CNB's Technology Division provides a full spectrum of IT services and technology solutions. It offers management and support of programs, projects, professionals and technical staff, with a primary focus on information technology, mission support, and research and development
- Cherokee Services Group (CSG) provides management information services, network infrastructure management, and software development
- Cherokee Nation Technologies (CNT) markets professional services to commercial enterprises
- Cherokee Nation Technology Solutions (CNTS) provides technical support services and project support personnel to defense and civilian agency clients in the areas of information technology, science, engineering, construction, research & development, facilities management, program management, strategic communications, and mission support.
- Cherokee Nation Government Solutions (CNGS) provides technical support to governmental client in the areas of science, engineering, construction, information technology, facilities management, and mission support

===Cultural & Economic Development===
- Visit Cherokee Nation (operates 6 museums)

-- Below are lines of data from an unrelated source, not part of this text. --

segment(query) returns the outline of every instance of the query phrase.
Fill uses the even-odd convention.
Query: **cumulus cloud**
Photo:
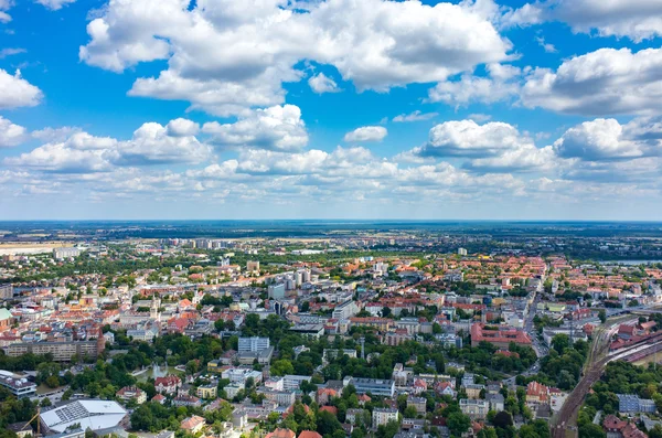
[[[0,116],[0,148],[19,146],[25,140],[25,128]]]
[[[563,21],[576,33],[597,31],[601,36],[633,41],[662,35],[662,3],[655,0],[546,0],[509,11],[506,25]]]
[[[382,141],[388,131],[383,126],[363,126],[345,133],[344,141]]]
[[[30,135],[32,136],[32,138],[50,143],[62,142],[77,132],[82,132],[81,128],[63,126],[60,128],[47,127],[43,129],[38,129],[35,131],[30,132]]]
[[[310,88],[317,94],[341,92],[338,84],[335,84],[335,81],[323,73],[311,76],[310,79],[308,79],[308,85],[310,85]]]
[[[359,90],[387,90],[502,62],[511,50],[472,2],[200,0],[191,10],[189,4],[111,0],[88,24],[81,60],[115,72],[167,60],[168,70],[138,78],[129,94],[188,100],[225,116],[282,104],[281,85],[301,79],[295,65],[302,60],[333,65]],[[319,74],[310,85],[318,93],[335,89],[330,81]]]
[[[512,65],[490,64],[487,76],[463,74],[459,81],[444,81],[428,92],[430,102],[467,106],[471,103],[492,104],[517,95],[522,71]]]
[[[193,120],[178,118],[174,120],[170,120],[168,126],[168,135],[171,137],[188,137],[195,136],[200,131],[200,125],[197,125]]]
[[[20,47],[6,47],[0,50],[0,60],[6,58],[7,56],[13,56],[21,53],[25,53],[25,49]]]
[[[595,119],[573,127],[554,142],[562,158],[611,161],[662,157],[660,119],[640,118],[621,126],[616,119]]]
[[[404,122],[404,121],[423,121],[429,120],[437,117],[439,113],[421,113],[419,109],[409,114],[401,114],[399,116],[395,116],[393,121],[395,122]]]
[[[542,171],[555,165],[551,147],[537,148],[531,137],[514,126],[500,121],[479,125],[471,119],[435,126],[428,142],[409,154],[424,159],[467,158],[462,167],[479,172]]]
[[[0,23],[9,23],[11,21],[11,15],[7,11],[12,6],[13,2],[11,0],[0,0]]]
[[[43,6],[46,9],[56,11],[63,7],[74,3],[76,0],[34,0],[35,3]]]
[[[297,150],[308,143],[301,110],[295,105],[257,109],[233,124],[207,122],[202,130],[221,146]]]
[[[126,141],[82,131],[73,131],[63,141],[57,141],[61,132],[38,131],[35,137],[52,141],[19,157],[8,157],[4,163],[46,172],[89,173],[121,165],[201,163],[209,160],[212,152],[211,147],[194,136],[171,136],[168,127],[156,122],[143,124]]]
[[[42,97],[41,89],[23,79],[19,70],[12,76],[0,68],[0,109],[36,106]]]
[[[581,115],[651,114],[662,108],[662,49],[600,49],[536,68],[521,89],[524,106]]]
[[[501,121],[479,125],[473,120],[451,120],[430,129],[428,142],[420,148],[420,156],[430,157],[481,157],[495,156],[500,151],[532,146],[531,138],[517,128]]]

- Osiyo, Voices of the Cherokee People (documentary television series)
- Cherokee Springs Plaza
- Cherokee Nation Film Office

==Renewable Energy==
In 2011, Cherokee Nation Businesses began the process to expand its business operations in renewable energy operations. In December 2011, the Cherokee Nation Tribal Council authorized CNB to seek a grant from the United States Department of the Interior in order to construct a $144 million hydroelectric dam along the Arkansas River in Sequoyah County, Oklahoma. The dam is expected to be completed by 2015 and generate between $10 million and $15 million in annual revenues for CNB. After winning Tribal Council approval in December 2012, CNB plans to construct a wind energy farm in Kay County, Oklahoma, with financial support from a grant by the United States Department of Energy's Office of Energy Efficiency and Renewable Energy. Once fully construction, the wind farm is expected the generate between $16 million and $19 million in annual revenues for CNB.